Yeah, in my example above, the information flow would look something like this:

input (PC) --> on-chip neurons --> Ensemble A (on-chip) --> off-chip neurons --> non-passthrough node (PC) --> on-chip neurons --> Ensemble B (on-chip)

zerone · March 20, 2021, 4:40pm

Hello @xchoo!

Thank you for the above information along with others. I am bit confused about the following:

TF Conv layers can be configured with neurons e.g. ReLU. And TF AveragePool layers just have a linear transform equivalent in Nengo as nengo.Convolution(). As the AveragePool layers are represented as nengo.Node(), I am coming to a “loose” conclusion that TF Conv layers with ReLU neurons are subdivided as two separate operations, 1st: a nengo.Node() object to convolve learned filters (during inference phase), and 2nd: a nengo.Ensemble() equivalent object which has spiking neurons to output on the convolved input (from the nengo.Node() of the TF Conv layer).

You mentioned that Conv operations are linear (which indeed it is in the absence of following ReLU neurons - please note that I am combining ReLU neurons with convolution operation as a TF Conv op and they need not be combined). My first question: the linear transform operation on the input is a non-identity operation, hence shouldn’t it be considered as a non-passthrough node as the linear transform operates on the input and produces a new output? My second question (relates to first): If the linear transform (i.e. nengo.Convolution()) is a non-passthrough Node op (assuming I am correct in my first question), then the output is sent to the Loihi neurons from the PC to compute spikes and there will be a communication delay, if yes… what’s the order of this delay? My third question: If at all the nengo.Convolution is a pass-through node, then AveragePooling equivalent nengo.Node() will be a pass-through node and it will be removed from the deployable nengo.Network(). Then where would the linear transform operation take place? It’s not a spiking based operation, it’s just an element wise multiplication followed by sum (in case of AveragePooling or nengo.Convolution() for that matter).

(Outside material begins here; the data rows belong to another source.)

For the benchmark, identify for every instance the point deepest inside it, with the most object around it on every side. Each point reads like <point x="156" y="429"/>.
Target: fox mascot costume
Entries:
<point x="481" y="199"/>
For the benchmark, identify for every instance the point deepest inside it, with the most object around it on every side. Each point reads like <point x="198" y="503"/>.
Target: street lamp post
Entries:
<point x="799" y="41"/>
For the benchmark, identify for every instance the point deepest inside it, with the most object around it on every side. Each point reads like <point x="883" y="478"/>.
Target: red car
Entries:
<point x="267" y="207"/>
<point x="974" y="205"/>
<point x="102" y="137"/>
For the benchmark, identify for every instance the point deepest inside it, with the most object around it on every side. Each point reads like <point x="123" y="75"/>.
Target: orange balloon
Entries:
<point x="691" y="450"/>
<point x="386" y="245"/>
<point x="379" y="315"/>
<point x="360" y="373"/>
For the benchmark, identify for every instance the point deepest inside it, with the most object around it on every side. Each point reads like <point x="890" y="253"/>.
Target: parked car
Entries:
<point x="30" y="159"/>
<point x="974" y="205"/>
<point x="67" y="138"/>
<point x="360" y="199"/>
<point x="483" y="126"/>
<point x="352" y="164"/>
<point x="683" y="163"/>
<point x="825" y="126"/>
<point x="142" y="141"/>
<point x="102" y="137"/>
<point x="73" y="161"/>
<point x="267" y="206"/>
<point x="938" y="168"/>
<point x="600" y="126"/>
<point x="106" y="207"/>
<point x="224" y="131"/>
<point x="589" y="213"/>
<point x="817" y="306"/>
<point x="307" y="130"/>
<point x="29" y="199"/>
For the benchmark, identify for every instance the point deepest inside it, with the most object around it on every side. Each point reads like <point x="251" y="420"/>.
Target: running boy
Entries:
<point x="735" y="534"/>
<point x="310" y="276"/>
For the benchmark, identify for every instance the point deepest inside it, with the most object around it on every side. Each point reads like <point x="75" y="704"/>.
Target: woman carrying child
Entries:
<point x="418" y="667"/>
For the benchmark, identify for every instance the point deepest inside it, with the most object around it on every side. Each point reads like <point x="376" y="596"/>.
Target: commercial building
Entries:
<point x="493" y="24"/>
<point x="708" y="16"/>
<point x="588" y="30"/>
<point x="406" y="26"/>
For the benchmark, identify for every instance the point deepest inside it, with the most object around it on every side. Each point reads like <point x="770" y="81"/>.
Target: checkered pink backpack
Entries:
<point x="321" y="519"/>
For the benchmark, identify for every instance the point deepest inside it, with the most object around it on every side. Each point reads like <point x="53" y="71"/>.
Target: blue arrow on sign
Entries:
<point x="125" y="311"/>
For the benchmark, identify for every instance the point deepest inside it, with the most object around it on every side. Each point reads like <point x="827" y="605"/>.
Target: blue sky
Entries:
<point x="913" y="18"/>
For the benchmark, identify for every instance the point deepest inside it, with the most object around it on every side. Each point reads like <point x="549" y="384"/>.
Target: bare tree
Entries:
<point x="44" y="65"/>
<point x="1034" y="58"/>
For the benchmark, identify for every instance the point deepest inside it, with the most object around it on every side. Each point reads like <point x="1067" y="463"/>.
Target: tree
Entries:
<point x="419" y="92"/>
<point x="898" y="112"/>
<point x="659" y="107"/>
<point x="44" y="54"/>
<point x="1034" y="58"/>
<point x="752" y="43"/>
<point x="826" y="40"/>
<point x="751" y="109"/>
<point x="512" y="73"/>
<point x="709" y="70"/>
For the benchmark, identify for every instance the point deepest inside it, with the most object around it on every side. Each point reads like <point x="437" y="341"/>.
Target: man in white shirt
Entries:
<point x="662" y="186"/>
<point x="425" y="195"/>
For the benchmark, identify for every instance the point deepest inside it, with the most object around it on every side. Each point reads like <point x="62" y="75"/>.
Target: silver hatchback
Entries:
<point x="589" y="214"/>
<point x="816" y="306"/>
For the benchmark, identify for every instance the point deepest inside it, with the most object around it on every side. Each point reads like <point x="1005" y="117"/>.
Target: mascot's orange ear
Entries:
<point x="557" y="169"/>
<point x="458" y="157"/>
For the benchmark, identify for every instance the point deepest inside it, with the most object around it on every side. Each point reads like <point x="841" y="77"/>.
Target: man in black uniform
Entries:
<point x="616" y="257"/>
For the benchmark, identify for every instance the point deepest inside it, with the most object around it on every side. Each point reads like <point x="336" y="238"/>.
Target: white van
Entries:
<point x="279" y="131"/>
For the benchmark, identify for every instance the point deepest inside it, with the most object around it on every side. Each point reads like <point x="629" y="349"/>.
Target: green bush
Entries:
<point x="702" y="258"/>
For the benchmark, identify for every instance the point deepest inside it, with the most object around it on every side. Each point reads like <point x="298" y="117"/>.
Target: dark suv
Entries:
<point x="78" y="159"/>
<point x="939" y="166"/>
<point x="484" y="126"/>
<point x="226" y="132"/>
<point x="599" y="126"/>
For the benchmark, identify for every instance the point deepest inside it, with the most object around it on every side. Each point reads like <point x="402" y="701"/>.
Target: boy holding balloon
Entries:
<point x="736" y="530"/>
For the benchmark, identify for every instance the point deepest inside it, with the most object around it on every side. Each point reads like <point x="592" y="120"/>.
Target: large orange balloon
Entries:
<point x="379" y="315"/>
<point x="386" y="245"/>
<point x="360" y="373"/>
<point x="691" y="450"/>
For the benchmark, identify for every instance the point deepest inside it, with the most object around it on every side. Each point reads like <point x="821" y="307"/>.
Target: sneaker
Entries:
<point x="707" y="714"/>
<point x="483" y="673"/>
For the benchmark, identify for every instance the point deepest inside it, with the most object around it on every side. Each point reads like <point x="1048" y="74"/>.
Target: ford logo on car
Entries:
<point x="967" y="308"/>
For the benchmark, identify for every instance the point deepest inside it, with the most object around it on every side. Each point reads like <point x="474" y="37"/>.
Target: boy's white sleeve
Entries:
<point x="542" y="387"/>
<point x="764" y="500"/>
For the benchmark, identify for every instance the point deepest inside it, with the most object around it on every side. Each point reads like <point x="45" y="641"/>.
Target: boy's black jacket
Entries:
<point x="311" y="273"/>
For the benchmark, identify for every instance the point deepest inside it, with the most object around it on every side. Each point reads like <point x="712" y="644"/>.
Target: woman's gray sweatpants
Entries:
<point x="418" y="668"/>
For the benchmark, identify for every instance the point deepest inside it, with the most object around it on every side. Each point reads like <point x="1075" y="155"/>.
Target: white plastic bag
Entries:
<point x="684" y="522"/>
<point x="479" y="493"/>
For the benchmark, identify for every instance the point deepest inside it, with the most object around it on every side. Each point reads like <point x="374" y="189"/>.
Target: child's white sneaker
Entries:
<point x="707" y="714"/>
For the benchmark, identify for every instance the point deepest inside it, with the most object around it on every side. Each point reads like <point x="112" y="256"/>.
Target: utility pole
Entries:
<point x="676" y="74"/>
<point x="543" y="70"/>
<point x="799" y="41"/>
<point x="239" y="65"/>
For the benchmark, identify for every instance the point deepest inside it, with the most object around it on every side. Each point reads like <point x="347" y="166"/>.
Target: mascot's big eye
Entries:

With respect to the following:

I guess one is better off with all the layers being one of nengo.Ensemble() or pass-through nengo.Node() to leverage the power efficiency of the Loihi chip to the maximum. A small doubt pertaining to my understanding with respect to the following:

the off-chip neurons after the Ensemble A (on-chip) denotes a communication channel to the PC (or host) right? and similarly the on-chip neurons after the non-passthrough node (PC) means a communication channel to Loihi board… isn’t it? And Ensemble A/B (on-chip) denotes the on-chip spiking computation? Please let me know.

xchoo · March 23, 2021, 3:38am

This is generally correct, yes. Although the convolution filters don’t necessarily have to be learned, you can specify them when you create the TF network.

Oh yes. When I mentioned the convolution operation being linear, I only meant the convolution transform, and was not including any non-linearity you apply to the signal after the convolution transform.

No, because the convolution transform is a linear transform, it can be implemented in the connections weights to and from the conv node. This means that the conv node’s functional output is still the identity function, which means that it is still considered a passthrough node. Any node is a passthrough node if the node’s output function doesn’t alter the input signal (i.e., it’s an identity function). Any transforms applied to the signal before or after the node are part of the nengo.Connection object, and do not impact the node itself.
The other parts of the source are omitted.